[OpenAFS] pam/openafs
Geoff Ransom
geoffr@cs.umd.edu
Tue, 11 Aug 2009 18:31:41 -0400 (EDT)
Hello
I am trying to set up a 1.4.10 client on RHEL 5 so that it talks to an old
1.2 server and I can aklog to get tickets, but I can't seem to get afk tokens
on login. I expect that I have not set up pam correctly for kerberos 5/4
issues, but am a bit worried that there are issues with talking to such an old
afs server.
When logging in, pam throws the following error...

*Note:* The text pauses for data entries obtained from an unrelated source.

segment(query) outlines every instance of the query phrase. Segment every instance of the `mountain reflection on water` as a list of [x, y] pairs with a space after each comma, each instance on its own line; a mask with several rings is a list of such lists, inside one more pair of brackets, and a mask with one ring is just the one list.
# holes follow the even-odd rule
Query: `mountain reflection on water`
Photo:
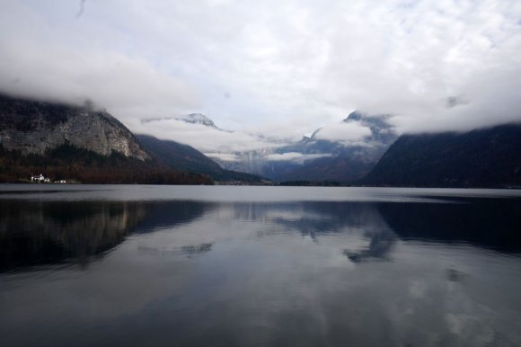
[[0, 333], [10, 346], [516, 345], [519, 225], [514, 198], [0, 199]]

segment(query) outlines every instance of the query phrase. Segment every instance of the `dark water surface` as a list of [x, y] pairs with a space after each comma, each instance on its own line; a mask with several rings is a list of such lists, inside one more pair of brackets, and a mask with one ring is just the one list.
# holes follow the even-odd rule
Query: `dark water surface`
[[521, 345], [521, 191], [2, 185], [0, 345]]

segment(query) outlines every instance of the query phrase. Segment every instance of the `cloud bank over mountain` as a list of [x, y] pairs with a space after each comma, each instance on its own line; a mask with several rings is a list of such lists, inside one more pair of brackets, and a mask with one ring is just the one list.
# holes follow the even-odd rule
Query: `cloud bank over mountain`
[[[88, 98], [203, 151], [320, 127], [354, 141], [366, 130], [331, 126], [353, 110], [391, 114], [400, 132], [521, 120], [516, 0], [4, 0], [0, 51], [3, 93]], [[191, 112], [236, 131], [142, 121]]]

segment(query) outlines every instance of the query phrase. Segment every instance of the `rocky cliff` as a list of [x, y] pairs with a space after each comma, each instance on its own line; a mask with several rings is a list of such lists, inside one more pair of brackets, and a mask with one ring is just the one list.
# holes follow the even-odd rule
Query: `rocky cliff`
[[0, 94], [0, 145], [23, 155], [44, 155], [68, 144], [102, 156], [139, 160], [149, 156], [132, 133], [105, 111]]

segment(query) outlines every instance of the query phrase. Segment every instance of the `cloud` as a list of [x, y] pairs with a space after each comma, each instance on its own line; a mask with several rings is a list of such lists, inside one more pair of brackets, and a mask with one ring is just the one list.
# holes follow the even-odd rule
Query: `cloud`
[[331, 155], [329, 154], [305, 155], [298, 152], [287, 152], [282, 154], [268, 155], [266, 156], [266, 159], [272, 162], [294, 162], [297, 164], [304, 164], [304, 162], [306, 160], [313, 160], [326, 156], [331, 156]]
[[237, 155], [234, 155], [232, 153], [212, 153], [212, 152], [207, 152], [204, 155], [207, 156], [208, 156], [208, 157], [210, 157], [210, 158], [215, 158], [215, 159], [222, 160], [224, 162], [236, 162], [236, 161], [238, 161], [238, 160], [241, 159]]
[[[133, 130], [199, 149], [208, 136], [235, 147], [204, 129], [187, 129], [190, 139], [139, 120], [200, 112], [234, 135], [295, 139], [353, 110], [392, 114], [400, 132], [521, 120], [517, 0], [79, 4], [0, 3], [0, 91], [90, 98]], [[256, 135], [239, 142], [262, 145]]]
[[353, 145], [363, 142], [365, 137], [371, 136], [371, 129], [358, 122], [340, 122], [328, 124], [318, 130], [314, 138], [329, 141], [341, 142], [346, 145]]
[[129, 123], [128, 126], [136, 132], [152, 134], [163, 139], [174, 139], [207, 153], [231, 154], [285, 145], [247, 133], [224, 131], [176, 119], [148, 120], [145, 122], [138, 121], [137, 124]]

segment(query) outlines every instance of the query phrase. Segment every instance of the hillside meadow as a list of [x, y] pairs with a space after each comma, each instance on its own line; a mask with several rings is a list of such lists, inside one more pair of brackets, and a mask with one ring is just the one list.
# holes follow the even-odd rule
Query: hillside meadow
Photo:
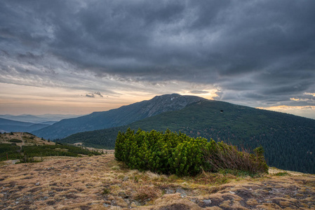
[[252, 178], [130, 170], [112, 150], [0, 166], [1, 209], [309, 209], [315, 175], [275, 168]]

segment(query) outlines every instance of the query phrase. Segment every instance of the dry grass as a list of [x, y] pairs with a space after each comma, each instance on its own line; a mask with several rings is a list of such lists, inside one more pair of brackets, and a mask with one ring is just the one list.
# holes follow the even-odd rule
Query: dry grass
[[0, 166], [0, 209], [315, 208], [314, 175], [271, 171], [256, 178], [207, 172], [177, 177], [130, 170], [112, 154], [45, 157], [42, 162]]

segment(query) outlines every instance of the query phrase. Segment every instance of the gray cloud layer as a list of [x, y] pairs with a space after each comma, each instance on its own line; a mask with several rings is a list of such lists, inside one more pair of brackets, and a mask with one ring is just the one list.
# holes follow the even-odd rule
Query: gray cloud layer
[[175, 80], [250, 106], [314, 105], [304, 94], [315, 92], [314, 10], [311, 0], [1, 1], [0, 71]]

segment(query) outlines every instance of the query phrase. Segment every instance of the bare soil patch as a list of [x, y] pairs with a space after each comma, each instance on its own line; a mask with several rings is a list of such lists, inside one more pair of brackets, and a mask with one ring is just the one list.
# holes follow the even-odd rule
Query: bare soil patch
[[[0, 167], [1, 209], [310, 209], [315, 175], [271, 169], [259, 178], [177, 177], [130, 170], [102, 156]], [[276, 175], [278, 174], [278, 175]]]

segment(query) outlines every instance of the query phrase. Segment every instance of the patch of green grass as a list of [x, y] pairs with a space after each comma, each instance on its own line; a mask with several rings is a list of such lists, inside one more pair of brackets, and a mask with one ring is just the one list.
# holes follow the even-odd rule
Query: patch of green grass
[[12, 139], [9, 140], [10, 142], [15, 142], [15, 143], [22, 143], [22, 141], [20, 140], [20, 139]]

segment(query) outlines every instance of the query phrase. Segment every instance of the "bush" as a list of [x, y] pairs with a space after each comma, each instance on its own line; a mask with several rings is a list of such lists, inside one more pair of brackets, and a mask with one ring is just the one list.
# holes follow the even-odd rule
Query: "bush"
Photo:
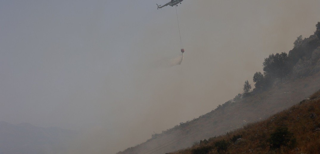
[[212, 149], [213, 149], [212, 147], [210, 146], [199, 147], [193, 149], [192, 150], [192, 153], [193, 154], [206, 154], [208, 153]]
[[236, 141], [237, 139], [238, 138], [240, 138], [242, 137], [242, 135], [234, 135], [232, 137], [232, 138], [231, 138], [231, 140], [233, 142], [236, 142]]
[[271, 134], [270, 143], [271, 149], [278, 149], [282, 146], [286, 146], [290, 141], [292, 144], [295, 144], [295, 138], [293, 134], [288, 130], [287, 127], [278, 127]]
[[297, 37], [297, 39], [293, 42], [293, 48], [295, 48], [300, 46], [302, 43], [302, 35]]
[[217, 148], [217, 151], [219, 153], [227, 150], [229, 145], [229, 143], [223, 140], [214, 143], [214, 146]]
[[315, 34], [320, 39], [320, 22], [318, 22], [318, 24], [316, 25], [316, 29], [315, 32]]

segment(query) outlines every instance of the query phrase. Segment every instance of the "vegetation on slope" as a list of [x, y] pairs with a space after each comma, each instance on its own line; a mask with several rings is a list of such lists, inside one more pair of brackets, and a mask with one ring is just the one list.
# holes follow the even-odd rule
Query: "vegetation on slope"
[[320, 90], [289, 109], [172, 154], [320, 153]]
[[[208, 123], [212, 124], [192, 136], [153, 153], [163, 153], [192, 145], [208, 136], [219, 135], [226, 131], [242, 127], [248, 122], [267, 118], [271, 114], [287, 108], [319, 89], [320, 87], [320, 24], [315, 34], [302, 39], [299, 36], [289, 54], [270, 54], [264, 60], [264, 72], [253, 76], [255, 88], [246, 81], [244, 93], [211, 112], [186, 122], [152, 134], [147, 142], [127, 149], [118, 153], [143, 153], [177, 137], [191, 133]], [[244, 107], [245, 107], [244, 108]], [[237, 109], [241, 110], [234, 112]], [[229, 113], [233, 115], [228, 115]]]

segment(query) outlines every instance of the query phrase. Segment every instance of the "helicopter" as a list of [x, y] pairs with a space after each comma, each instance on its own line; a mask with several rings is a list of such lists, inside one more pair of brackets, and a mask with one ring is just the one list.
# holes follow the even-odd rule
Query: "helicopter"
[[169, 2], [166, 4], [165, 4], [163, 5], [158, 5], [158, 4], [156, 4], [157, 5], [158, 5], [158, 9], [161, 9], [165, 6], [167, 6], [168, 5], [170, 5], [171, 6], [173, 7], [174, 6], [176, 5], [177, 6], [178, 6], [178, 4], [179, 3], [181, 4], [181, 2], [183, 1], [183, 0], [171, 0], [171, 2]]

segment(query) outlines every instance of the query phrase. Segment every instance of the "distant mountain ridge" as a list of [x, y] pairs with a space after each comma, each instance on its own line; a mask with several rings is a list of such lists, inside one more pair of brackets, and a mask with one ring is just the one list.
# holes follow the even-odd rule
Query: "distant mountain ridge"
[[[316, 26], [315, 34], [301, 39], [289, 52], [289, 56], [285, 57], [287, 60], [284, 63], [285, 65], [289, 66], [276, 66], [272, 68], [278, 72], [285, 69], [283, 68], [290, 71], [285, 74], [285, 71], [281, 72], [281, 74], [285, 74], [284, 76], [270, 78], [271, 80], [268, 81], [270, 86], [267, 90], [254, 89], [247, 96], [242, 98], [240, 95], [237, 99], [236, 96], [198, 118], [181, 122], [161, 133], [153, 134], [151, 138], [146, 142], [117, 154], [160, 154], [186, 148], [200, 140], [241, 128], [248, 122], [265, 119], [308, 97], [320, 88], [320, 22]], [[275, 60], [278, 60], [272, 58], [275, 57], [273, 54], [270, 55], [269, 62], [272, 63]], [[266, 77], [264, 75], [263, 79]], [[277, 78], [282, 77], [283, 79]], [[229, 113], [232, 114], [229, 114]], [[205, 129], [193, 133], [208, 123], [210, 125]], [[189, 134], [192, 135], [187, 135]]]
[[58, 127], [0, 122], [0, 154], [58, 153], [66, 148], [68, 141], [78, 133]]

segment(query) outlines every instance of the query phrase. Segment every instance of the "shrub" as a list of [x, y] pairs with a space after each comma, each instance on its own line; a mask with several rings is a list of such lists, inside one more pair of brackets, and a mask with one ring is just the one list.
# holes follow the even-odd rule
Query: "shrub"
[[301, 44], [302, 43], [302, 35], [297, 37], [297, 39], [293, 42], [293, 48], [296, 48]]
[[237, 140], [238, 138], [240, 138], [242, 137], [242, 135], [234, 135], [233, 136], [231, 139], [231, 140], [234, 142]]
[[249, 81], [247, 80], [244, 81], [243, 85], [243, 95], [244, 96], [246, 96], [248, 95], [249, 92], [251, 89], [251, 85], [249, 84]]
[[217, 151], [219, 153], [225, 151], [228, 148], [229, 143], [223, 140], [214, 143], [214, 146], [217, 148]]
[[212, 147], [210, 146], [206, 146], [197, 148], [192, 150], [193, 154], [206, 154], [211, 150]]
[[287, 127], [277, 128], [276, 131], [271, 134], [270, 136], [270, 147], [271, 149], [278, 149], [282, 146], [288, 145], [291, 141], [295, 141], [293, 134], [288, 130]]

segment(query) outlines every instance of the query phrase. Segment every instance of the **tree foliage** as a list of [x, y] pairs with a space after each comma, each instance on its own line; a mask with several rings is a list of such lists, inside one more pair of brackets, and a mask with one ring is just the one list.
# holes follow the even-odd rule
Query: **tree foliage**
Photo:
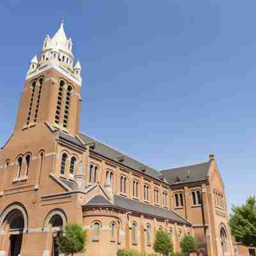
[[256, 246], [256, 200], [249, 196], [245, 205], [234, 206], [229, 224], [231, 233], [237, 242], [247, 246]]
[[186, 256], [195, 252], [197, 249], [197, 244], [195, 237], [192, 236], [185, 235], [180, 243], [180, 248]]
[[86, 231], [81, 224], [67, 225], [65, 227], [66, 236], [58, 238], [60, 252], [65, 255], [83, 252], [86, 239]]
[[157, 230], [153, 248], [156, 252], [163, 255], [168, 256], [173, 253], [173, 243], [167, 232]]

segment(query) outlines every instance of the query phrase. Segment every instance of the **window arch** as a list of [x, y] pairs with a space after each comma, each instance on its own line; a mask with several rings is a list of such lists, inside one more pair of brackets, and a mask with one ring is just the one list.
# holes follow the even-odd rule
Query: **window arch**
[[155, 204], [159, 204], [159, 190], [157, 188], [154, 189], [154, 198], [155, 201]]
[[70, 166], [70, 168], [69, 168], [69, 173], [70, 174], [72, 174], [72, 175], [74, 174], [76, 162], [77, 162], [76, 157], [74, 157], [74, 156], [72, 156], [71, 157]]
[[137, 224], [134, 222], [132, 225], [132, 244], [137, 244]]
[[18, 163], [18, 178], [20, 177], [21, 168], [22, 168], [23, 157], [20, 156], [17, 159]]
[[28, 175], [28, 173], [29, 171], [31, 158], [31, 156], [29, 154], [28, 154], [25, 157], [26, 164], [26, 176]]
[[149, 185], [144, 184], [144, 200], [145, 201], [149, 201]]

afs: Tokens for user of AFS id 3555 for cell csic.umd.edu are discarded
(rxkad errror=19270407)
translate_et 19270407
19270407 (rxk).7 = security object was passed a bad ticket
I get the following tickets...
$ klist -e
Ticket cache: FILE:/tmp/krb5cc_3555_KwoBNN
Default principal: geoffr@CSIC.UMD.EDU
Valid starting Expires Service principal
08/11/09 18:16:29 08/12/09 04:16:29 krbtgt/CSIC.UMD.EDU@CSIC.UMD.EDU
renew until 08/11/09 18:16:29, Etype (skey, tkt): DES cbc mode with
CRC-32, Triple DES cbc mode with HMAC/sha1
Kerberos 4 ticket cache: /tmp/tkt3555_9S2HNQ
Principal: geoffr@CSIC.UMD.EDU
Issued Expires Principal
08/11/09 18:16:29 08/12/09 04:16:29 krbtgt.CSIC.UMD.EDU@CSIC.UMD.EDU
I can aklog to get afs tickets once logged in and then I have proper AFS
tokens with permission to access the 1.2 afs server...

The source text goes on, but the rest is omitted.